Belgesiz olarak yapılan ilamsız icra kovuşturmalarına itiraz edilmemesi nedeniyle kesinleşmesi sonucunda, takip konusu borç ödendikten sonra açılan geri alma davalarında ispat yükünün davalı durumundaki alacaklı da olacağı vurgulanmış bulunmaktadır.

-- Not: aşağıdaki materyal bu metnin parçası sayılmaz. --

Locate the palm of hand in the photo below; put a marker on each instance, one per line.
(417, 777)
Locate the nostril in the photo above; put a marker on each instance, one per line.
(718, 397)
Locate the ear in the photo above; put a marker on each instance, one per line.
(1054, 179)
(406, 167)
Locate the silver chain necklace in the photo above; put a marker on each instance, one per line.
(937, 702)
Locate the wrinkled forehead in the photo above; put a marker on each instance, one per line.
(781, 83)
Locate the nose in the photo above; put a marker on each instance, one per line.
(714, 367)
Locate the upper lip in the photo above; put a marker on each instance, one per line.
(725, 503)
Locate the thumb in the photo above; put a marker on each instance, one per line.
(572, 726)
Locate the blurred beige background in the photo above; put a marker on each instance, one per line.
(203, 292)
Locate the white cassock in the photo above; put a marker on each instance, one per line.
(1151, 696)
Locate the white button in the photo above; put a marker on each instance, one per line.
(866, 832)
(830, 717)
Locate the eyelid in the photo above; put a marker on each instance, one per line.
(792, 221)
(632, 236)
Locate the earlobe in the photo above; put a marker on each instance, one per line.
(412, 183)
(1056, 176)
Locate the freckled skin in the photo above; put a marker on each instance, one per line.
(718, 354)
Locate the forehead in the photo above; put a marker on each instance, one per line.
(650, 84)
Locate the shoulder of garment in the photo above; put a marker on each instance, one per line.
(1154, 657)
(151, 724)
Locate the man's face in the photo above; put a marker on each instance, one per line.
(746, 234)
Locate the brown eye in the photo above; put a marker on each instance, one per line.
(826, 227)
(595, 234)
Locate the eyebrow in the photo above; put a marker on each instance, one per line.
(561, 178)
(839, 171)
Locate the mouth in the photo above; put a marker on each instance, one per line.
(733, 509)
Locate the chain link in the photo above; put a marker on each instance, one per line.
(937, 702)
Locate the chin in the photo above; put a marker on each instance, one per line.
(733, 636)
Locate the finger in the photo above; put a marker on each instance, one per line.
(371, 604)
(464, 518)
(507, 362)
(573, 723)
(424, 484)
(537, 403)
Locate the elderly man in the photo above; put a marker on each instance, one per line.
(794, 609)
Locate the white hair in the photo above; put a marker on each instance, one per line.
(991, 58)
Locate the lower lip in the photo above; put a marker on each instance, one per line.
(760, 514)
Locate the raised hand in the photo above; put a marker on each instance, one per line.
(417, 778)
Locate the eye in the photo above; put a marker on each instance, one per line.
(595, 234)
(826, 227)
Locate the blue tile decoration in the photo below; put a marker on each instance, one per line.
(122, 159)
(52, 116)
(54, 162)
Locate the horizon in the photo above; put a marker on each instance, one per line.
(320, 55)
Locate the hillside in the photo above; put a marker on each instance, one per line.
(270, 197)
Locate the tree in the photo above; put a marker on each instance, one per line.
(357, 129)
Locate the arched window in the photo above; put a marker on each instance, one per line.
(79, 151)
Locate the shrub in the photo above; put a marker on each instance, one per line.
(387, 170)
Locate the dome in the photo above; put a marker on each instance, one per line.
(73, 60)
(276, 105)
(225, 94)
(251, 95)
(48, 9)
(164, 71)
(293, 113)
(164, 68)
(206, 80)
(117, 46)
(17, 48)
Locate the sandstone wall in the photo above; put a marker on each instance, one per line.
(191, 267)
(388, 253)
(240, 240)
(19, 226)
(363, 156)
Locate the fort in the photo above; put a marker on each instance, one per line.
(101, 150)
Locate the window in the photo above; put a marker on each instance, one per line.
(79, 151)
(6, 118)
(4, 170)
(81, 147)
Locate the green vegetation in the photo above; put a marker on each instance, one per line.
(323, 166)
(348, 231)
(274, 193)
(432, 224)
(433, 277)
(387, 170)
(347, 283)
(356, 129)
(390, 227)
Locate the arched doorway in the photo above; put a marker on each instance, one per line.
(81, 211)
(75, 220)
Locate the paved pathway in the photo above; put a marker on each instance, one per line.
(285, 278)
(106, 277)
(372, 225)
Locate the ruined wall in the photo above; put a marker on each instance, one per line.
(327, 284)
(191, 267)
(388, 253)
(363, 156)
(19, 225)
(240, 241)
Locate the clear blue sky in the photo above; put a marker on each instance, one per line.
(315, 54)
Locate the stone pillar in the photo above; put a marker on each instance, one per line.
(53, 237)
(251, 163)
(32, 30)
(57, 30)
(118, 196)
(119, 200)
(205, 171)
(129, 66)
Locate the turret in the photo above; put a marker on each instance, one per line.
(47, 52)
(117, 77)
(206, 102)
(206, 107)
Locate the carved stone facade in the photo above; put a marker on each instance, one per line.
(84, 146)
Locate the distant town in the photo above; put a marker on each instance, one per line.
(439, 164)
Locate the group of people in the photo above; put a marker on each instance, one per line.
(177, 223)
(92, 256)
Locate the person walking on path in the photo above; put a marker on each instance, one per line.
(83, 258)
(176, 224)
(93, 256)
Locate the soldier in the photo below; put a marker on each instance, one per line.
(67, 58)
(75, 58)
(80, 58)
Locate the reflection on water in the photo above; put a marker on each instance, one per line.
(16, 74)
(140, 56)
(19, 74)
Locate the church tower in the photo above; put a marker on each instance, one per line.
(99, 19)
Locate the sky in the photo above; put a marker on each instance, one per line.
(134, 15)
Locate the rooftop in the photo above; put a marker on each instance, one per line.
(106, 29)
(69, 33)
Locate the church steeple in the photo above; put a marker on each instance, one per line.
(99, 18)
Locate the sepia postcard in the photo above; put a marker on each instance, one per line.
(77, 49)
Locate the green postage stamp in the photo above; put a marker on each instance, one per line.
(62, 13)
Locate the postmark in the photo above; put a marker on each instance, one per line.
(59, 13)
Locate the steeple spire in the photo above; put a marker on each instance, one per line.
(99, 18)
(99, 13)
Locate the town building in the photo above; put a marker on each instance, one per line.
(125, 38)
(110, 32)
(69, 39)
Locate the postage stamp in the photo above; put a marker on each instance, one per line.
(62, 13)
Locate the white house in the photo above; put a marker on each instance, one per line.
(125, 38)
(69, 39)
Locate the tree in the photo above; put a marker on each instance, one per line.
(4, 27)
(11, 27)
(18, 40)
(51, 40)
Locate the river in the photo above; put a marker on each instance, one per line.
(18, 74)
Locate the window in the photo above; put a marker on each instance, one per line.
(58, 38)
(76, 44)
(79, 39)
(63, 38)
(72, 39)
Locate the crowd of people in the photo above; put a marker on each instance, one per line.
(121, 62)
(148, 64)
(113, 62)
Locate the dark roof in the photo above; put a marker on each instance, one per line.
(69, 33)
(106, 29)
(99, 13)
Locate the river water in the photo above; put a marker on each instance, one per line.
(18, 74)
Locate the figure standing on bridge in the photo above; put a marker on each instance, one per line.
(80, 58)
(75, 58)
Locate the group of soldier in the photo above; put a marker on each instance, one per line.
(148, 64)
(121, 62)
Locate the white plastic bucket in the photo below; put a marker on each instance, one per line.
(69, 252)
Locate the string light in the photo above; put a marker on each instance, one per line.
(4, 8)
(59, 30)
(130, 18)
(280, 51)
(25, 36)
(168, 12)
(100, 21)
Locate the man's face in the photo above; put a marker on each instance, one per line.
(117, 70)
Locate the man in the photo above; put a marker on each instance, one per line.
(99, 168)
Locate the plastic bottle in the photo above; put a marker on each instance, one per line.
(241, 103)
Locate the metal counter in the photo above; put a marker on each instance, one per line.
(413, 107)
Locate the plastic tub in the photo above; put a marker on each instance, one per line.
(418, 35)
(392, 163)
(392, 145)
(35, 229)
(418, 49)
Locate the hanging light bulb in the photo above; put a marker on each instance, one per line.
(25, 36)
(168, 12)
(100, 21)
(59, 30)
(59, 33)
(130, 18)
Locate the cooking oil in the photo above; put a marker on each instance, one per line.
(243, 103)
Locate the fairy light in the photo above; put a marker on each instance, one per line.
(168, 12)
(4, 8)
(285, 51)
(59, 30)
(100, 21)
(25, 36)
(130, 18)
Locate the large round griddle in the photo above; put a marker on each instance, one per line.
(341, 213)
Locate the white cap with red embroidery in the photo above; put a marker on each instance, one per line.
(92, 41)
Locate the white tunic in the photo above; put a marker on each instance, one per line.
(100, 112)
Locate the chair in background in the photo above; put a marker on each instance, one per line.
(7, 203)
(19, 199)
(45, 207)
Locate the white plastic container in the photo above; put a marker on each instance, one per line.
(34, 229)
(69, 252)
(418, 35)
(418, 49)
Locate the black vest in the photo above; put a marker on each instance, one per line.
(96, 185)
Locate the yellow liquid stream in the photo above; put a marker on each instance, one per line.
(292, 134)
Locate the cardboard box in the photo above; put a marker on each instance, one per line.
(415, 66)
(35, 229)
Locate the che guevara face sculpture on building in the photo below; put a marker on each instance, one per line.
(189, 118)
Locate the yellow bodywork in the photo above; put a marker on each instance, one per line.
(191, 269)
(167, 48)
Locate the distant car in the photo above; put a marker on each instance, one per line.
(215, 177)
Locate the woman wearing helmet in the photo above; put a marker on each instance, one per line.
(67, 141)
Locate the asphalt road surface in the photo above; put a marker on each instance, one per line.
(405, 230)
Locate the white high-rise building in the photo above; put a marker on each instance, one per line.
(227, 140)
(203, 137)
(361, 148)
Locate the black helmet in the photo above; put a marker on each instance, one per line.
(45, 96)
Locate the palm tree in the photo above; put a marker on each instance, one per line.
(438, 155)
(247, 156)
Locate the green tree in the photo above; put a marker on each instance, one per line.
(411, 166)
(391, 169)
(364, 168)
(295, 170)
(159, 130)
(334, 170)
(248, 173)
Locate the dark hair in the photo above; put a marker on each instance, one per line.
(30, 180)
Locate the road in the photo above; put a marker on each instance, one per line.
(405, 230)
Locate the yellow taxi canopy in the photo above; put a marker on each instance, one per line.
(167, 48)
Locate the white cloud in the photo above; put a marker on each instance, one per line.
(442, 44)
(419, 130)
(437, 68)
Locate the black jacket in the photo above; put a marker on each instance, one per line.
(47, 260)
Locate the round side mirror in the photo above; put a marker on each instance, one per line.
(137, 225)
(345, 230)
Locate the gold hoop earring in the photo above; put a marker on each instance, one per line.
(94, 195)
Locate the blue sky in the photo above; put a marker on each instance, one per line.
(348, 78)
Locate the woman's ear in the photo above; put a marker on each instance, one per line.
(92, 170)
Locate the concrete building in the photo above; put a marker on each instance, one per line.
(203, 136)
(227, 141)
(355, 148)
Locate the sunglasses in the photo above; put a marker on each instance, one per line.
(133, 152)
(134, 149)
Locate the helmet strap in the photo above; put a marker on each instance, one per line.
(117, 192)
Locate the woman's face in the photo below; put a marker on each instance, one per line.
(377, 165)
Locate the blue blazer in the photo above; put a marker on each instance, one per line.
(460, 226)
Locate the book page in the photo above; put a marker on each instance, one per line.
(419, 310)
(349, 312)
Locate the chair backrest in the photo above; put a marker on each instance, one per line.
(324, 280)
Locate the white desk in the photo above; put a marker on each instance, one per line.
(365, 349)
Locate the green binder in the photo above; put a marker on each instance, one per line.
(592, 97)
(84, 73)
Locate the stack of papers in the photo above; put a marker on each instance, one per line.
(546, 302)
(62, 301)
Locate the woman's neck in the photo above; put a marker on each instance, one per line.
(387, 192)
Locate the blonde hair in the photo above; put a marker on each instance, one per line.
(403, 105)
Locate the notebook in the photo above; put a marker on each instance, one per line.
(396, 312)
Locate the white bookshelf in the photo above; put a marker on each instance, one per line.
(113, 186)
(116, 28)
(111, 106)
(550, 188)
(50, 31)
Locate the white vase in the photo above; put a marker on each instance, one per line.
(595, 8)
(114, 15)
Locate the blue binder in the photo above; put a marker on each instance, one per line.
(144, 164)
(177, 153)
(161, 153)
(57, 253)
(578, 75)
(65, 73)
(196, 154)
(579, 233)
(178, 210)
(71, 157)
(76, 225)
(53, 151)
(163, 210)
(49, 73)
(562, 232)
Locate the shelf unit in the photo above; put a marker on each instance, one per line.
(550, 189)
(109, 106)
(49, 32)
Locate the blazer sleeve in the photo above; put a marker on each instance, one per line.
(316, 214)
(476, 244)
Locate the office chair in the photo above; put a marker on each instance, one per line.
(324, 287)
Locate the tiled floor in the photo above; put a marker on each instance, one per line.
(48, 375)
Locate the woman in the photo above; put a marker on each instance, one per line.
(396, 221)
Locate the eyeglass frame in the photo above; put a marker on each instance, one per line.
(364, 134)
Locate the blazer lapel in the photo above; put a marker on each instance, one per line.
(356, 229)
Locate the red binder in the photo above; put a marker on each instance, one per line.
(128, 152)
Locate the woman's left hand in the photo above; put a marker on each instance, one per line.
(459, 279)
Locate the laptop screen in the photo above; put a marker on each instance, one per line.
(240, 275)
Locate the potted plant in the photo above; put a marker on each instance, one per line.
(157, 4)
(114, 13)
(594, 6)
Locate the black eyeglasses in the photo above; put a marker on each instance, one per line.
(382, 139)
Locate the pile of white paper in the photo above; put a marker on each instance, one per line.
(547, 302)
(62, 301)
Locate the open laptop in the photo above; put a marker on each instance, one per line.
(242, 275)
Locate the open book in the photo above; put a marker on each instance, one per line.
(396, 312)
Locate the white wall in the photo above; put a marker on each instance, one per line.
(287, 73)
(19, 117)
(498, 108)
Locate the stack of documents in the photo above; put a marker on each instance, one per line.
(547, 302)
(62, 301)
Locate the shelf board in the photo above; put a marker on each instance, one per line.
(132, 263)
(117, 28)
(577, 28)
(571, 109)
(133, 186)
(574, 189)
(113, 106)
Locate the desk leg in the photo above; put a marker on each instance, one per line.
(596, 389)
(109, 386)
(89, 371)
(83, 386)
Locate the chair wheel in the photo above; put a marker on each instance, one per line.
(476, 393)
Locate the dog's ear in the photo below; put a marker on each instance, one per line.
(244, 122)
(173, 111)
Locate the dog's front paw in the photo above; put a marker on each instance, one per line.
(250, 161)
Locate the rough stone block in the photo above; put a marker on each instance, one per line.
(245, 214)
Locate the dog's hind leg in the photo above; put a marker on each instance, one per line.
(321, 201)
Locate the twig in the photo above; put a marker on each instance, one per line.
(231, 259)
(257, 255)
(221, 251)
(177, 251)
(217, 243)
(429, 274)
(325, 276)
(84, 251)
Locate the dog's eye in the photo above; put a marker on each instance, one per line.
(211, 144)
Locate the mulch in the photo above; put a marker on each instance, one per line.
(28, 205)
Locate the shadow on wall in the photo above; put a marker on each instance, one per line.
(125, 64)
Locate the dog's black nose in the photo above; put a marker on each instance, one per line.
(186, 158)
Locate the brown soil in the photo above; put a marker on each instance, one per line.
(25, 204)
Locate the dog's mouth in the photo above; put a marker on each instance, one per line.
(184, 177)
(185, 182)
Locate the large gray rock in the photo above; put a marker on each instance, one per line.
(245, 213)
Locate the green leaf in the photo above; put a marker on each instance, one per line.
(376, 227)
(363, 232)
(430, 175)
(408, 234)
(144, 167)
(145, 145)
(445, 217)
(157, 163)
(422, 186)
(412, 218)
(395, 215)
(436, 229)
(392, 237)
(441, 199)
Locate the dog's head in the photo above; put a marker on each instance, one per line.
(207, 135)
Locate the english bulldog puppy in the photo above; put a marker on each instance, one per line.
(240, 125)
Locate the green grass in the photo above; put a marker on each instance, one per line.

Sebepsiz zenginleşme ile istirdat davası ilişkisine değinecek olursak istirdat davası sebepsiz zenginleşmeye dayanarak açılmaktadır. Sebepsiz zenginleşme borcun kaynağı iken istirdat ise davanın türüdür. İstirdat davalarında doğmayan borç neticesinde geçerli bir sebebe dayanmadan ödenmiş borcun geri istenmesi söz konudur.
İstirdat davası, 1 yıllık hak düşürücü süreye tabidir. Hak düşürücü süre, mahkemece kendiliğinden gözetilmekte olup bu süre, borç olmayan paranın, icra dairesine tamamen ödendiği günden itibaren başlamakta olup dava bu süre içerisinde açılmalıdır.
İstirdat davaları açıklamış olduğumuz doğrultuda borç olmayan paranın icra dairesine tamamen ödendiği günden başlamak üzere 1 yıllık hak düşürücü süreye tabidir.
İstirdat davası bakımından görevli mahkeme Asliye Hukuk Mahkemeleridir.
İstirdat davasında yetkili mahkeme ise, davalının yerleşim yeri mahkemesi veya icra takibinin yapıldığı yer mahkemesidir.